Professor, Scripps Institution of Oceanography
Charles F. Kennel was born in Cambridge, Massachusetts, was educated in astronomy and astrophysics at Harvard and Princeton. He then joined the UCLA Department of Physics, developed a research career in space plasma physics and astrophysics, and chaired the department for three years. He eventually became the UCLA Executive Vice Chancellor, its chief academic officer. From 1994 to 1996, he was Associate Administrator at NASA and Director of Mission to Planet Earth, the world’s largest Earth science program. His experiences at NASA convinced him to devote the rest of his career to Earth and environmental science.
Kennel was the ninth Director of Scripps Institution of Oceanography and Vice Chancellor of Marine Sciences at the University of California, San Diego, from 1998 to 2006. Dr. Kennel now directs the UCSD Environment and Sustainability Initiative, embracing teaching, research, campus operations, and public outreach, and is a distinguished professor of atmospheric sciences at Scripps.

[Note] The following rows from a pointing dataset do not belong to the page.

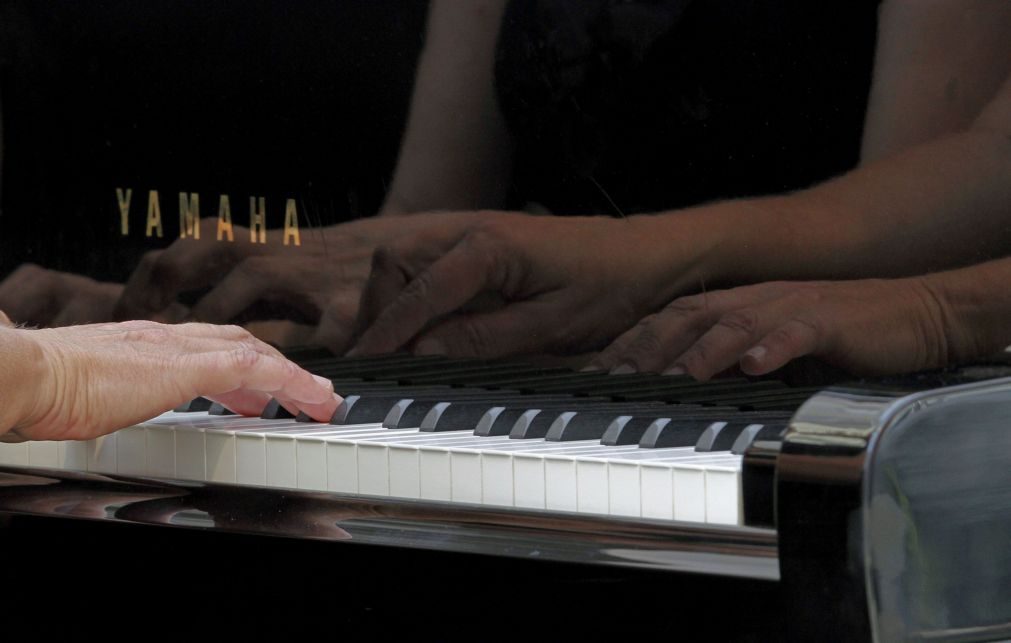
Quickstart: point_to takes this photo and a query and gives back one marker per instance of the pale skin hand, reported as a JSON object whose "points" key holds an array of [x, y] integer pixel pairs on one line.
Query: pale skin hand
{"points": [[79, 382], [318, 282]]}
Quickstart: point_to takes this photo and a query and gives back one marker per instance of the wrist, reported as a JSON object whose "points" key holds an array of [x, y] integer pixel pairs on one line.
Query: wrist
{"points": [[21, 376], [976, 305]]}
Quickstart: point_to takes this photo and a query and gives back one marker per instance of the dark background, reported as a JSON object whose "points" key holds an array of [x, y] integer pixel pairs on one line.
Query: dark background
{"points": [[616, 106]]}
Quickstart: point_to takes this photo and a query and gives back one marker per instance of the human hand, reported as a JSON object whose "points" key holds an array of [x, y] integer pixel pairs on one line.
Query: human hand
{"points": [[79, 382], [865, 328], [36, 296], [510, 283]]}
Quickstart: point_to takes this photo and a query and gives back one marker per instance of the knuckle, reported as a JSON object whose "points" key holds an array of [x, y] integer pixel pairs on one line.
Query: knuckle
{"points": [[740, 322], [685, 305], [148, 335], [246, 358]]}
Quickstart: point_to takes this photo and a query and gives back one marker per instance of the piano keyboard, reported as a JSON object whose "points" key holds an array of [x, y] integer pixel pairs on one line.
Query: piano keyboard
{"points": [[611, 445]]}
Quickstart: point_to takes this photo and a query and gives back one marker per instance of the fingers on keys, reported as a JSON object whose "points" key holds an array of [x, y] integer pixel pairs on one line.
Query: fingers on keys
{"points": [[226, 364]]}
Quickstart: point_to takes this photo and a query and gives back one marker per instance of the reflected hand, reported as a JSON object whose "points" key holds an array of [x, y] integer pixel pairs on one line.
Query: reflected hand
{"points": [[79, 382], [37, 296], [866, 327], [557, 285]]}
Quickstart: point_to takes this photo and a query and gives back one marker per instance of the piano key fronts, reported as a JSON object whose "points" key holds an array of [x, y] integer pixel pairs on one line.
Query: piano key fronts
{"points": [[861, 509]]}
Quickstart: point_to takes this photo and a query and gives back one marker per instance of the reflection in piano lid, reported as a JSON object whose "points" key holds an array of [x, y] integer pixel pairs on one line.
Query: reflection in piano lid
{"points": [[843, 496]]}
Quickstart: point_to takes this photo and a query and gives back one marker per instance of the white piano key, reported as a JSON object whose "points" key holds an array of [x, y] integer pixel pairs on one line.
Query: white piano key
{"points": [[657, 490], [281, 466], [251, 458], [373, 469], [465, 476], [14, 453], [342, 462], [624, 488], [73, 455], [404, 472], [191, 454], [310, 456], [561, 488], [102, 454], [690, 492], [435, 475], [43, 453], [723, 495], [131, 451], [161, 440], [219, 460]]}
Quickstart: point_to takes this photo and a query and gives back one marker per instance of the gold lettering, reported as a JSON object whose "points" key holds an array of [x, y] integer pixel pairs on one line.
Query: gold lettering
{"points": [[291, 223], [189, 215], [154, 214], [224, 219], [123, 199], [258, 220]]}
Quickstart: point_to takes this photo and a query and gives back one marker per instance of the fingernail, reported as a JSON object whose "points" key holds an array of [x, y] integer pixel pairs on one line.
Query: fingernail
{"points": [[324, 381], [430, 347], [757, 353]]}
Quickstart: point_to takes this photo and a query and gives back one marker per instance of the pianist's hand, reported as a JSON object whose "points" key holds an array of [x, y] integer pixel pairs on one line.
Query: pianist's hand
{"points": [[37, 296], [865, 328], [78, 382], [511, 283], [319, 280]]}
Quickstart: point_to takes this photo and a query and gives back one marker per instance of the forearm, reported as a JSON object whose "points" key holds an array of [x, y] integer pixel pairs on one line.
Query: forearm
{"points": [[976, 304]]}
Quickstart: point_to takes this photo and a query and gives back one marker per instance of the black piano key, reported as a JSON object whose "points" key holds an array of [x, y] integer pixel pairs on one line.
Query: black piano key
{"points": [[674, 432], [412, 412], [755, 433], [197, 404], [479, 375], [373, 407], [216, 408], [499, 421], [535, 423], [274, 410], [720, 436], [465, 415], [571, 426], [695, 390], [626, 430], [629, 430]]}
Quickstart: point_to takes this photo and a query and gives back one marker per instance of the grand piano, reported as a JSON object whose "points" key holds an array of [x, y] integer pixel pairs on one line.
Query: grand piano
{"points": [[870, 510]]}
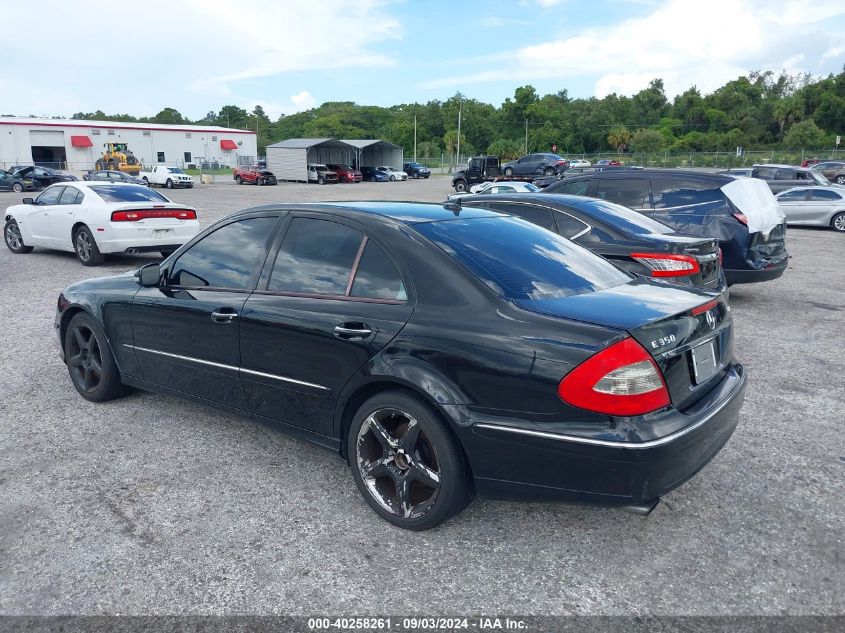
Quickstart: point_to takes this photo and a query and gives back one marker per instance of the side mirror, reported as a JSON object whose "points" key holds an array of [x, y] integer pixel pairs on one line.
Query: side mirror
{"points": [[149, 275]]}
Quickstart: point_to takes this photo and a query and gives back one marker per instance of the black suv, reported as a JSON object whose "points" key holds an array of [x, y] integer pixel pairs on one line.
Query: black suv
{"points": [[693, 203]]}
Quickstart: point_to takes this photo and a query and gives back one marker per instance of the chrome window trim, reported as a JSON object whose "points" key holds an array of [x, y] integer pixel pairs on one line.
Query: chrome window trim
{"points": [[239, 370]]}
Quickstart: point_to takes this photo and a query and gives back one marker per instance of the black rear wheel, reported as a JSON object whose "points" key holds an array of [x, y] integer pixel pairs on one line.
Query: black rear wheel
{"points": [[14, 240], [406, 463], [89, 360]]}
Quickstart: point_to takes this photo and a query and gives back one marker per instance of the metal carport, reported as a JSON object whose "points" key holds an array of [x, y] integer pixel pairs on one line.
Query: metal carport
{"points": [[289, 159], [374, 153]]}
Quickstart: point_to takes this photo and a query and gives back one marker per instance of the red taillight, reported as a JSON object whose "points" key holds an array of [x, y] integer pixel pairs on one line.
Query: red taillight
{"points": [[741, 218], [704, 308], [668, 264], [144, 214], [622, 379]]}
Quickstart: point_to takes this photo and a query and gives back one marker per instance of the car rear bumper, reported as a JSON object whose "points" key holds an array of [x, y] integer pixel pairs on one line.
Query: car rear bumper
{"points": [[516, 459]]}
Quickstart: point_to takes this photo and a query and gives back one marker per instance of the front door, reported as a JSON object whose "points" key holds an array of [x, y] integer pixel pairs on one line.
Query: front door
{"points": [[186, 332], [331, 301]]}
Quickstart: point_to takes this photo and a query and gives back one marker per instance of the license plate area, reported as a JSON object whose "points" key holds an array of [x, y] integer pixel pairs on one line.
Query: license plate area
{"points": [[704, 361]]}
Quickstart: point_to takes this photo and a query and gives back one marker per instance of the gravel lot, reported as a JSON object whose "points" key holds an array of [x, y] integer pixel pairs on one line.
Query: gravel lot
{"points": [[149, 505]]}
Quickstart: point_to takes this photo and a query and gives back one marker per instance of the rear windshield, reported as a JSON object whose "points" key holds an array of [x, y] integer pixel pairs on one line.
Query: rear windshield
{"points": [[127, 193], [626, 219], [520, 260]]}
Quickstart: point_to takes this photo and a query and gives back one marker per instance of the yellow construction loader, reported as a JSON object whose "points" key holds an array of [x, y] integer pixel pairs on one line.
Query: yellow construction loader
{"points": [[118, 157]]}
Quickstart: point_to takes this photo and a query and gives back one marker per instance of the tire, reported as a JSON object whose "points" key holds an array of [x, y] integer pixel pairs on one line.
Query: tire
{"points": [[90, 361], [14, 240], [416, 481], [85, 247]]}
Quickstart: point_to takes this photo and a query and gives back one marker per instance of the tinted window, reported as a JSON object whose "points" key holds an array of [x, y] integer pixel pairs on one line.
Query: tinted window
{"points": [[377, 277], [680, 192], [541, 216], [519, 260], [316, 257], [50, 196], [225, 258], [71, 196], [625, 219], [568, 226], [628, 192], [792, 196], [825, 194]]}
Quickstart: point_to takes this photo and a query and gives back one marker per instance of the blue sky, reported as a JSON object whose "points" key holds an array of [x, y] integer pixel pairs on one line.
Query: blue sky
{"points": [[289, 56]]}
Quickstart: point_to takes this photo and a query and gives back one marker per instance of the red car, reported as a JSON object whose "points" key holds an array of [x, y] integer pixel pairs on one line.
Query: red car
{"points": [[346, 174], [254, 175]]}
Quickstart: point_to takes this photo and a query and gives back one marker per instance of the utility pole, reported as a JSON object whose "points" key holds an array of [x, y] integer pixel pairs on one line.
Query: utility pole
{"points": [[526, 136], [458, 154]]}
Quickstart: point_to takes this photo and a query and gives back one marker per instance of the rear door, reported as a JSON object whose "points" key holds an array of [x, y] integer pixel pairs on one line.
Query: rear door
{"points": [[186, 332], [822, 203], [329, 301]]}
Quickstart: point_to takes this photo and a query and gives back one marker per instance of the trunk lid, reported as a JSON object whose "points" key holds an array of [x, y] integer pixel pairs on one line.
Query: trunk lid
{"points": [[689, 334]]}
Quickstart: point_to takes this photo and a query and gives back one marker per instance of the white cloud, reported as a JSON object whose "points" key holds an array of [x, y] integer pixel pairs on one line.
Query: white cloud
{"points": [[173, 53], [679, 42]]}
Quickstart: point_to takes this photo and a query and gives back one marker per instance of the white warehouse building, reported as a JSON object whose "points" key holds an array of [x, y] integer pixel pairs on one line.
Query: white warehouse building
{"points": [[75, 145]]}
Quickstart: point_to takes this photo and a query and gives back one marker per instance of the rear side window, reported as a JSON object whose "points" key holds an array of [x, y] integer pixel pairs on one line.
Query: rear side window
{"points": [[519, 260], [629, 192], [127, 193], [678, 192], [825, 194], [316, 257], [575, 188], [225, 258]]}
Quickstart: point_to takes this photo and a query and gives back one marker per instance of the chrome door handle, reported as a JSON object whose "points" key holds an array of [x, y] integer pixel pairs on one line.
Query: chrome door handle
{"points": [[348, 331], [223, 317]]}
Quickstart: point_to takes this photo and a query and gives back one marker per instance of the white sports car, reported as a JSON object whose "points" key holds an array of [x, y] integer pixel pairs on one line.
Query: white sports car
{"points": [[92, 219], [393, 173]]}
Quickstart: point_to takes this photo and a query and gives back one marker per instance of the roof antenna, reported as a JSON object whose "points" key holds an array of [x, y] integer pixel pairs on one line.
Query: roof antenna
{"points": [[454, 206]]}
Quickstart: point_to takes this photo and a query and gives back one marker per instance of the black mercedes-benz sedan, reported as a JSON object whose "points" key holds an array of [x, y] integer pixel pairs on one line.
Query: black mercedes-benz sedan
{"points": [[441, 350], [629, 239]]}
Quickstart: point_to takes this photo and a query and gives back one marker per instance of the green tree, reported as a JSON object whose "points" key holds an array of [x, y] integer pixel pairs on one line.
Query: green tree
{"points": [[805, 134], [619, 138], [647, 141]]}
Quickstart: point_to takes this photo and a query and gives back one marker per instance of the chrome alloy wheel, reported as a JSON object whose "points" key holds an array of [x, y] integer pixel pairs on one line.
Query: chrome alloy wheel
{"points": [[397, 463]]}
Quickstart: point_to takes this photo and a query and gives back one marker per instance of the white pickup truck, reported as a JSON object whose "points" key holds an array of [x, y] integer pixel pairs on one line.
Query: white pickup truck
{"points": [[169, 177]]}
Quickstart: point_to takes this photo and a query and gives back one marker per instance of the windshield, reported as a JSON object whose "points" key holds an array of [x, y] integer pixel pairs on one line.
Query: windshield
{"points": [[519, 260], [626, 218], [127, 193]]}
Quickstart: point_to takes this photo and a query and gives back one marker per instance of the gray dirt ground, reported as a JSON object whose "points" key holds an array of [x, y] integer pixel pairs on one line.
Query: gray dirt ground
{"points": [[151, 505]]}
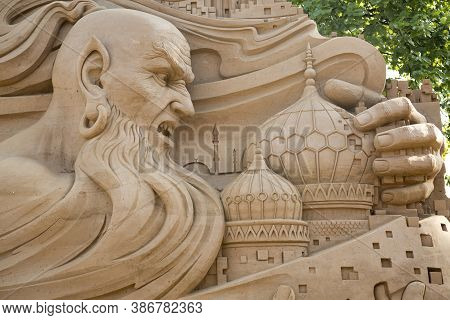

A member of the National Academy of Sciences, the American Academy of Arts and Sciences, and the American Philosophical Society, Kennel has served on many national and international boards and committees, including the Pew Oceans Commission, and he chaired the NASA Advisory Council. He has had visiting appointments to the International Centre for Theoretical Physics (Trieste), Ecole Polytechnique (Paris), Caltech (Pasadena), Princeton, Space Research Institute (Moscow), and the University of Cambridge. He is a recipient of the James Clerk Maxwell Prize (American Physical Society), the Hannes Alfven Prize (European Geophysical Society), the Aurelio Peccei Prize (Accademia Lincei), and the NASA Distinguished Service and Distinguished Public Service Awards.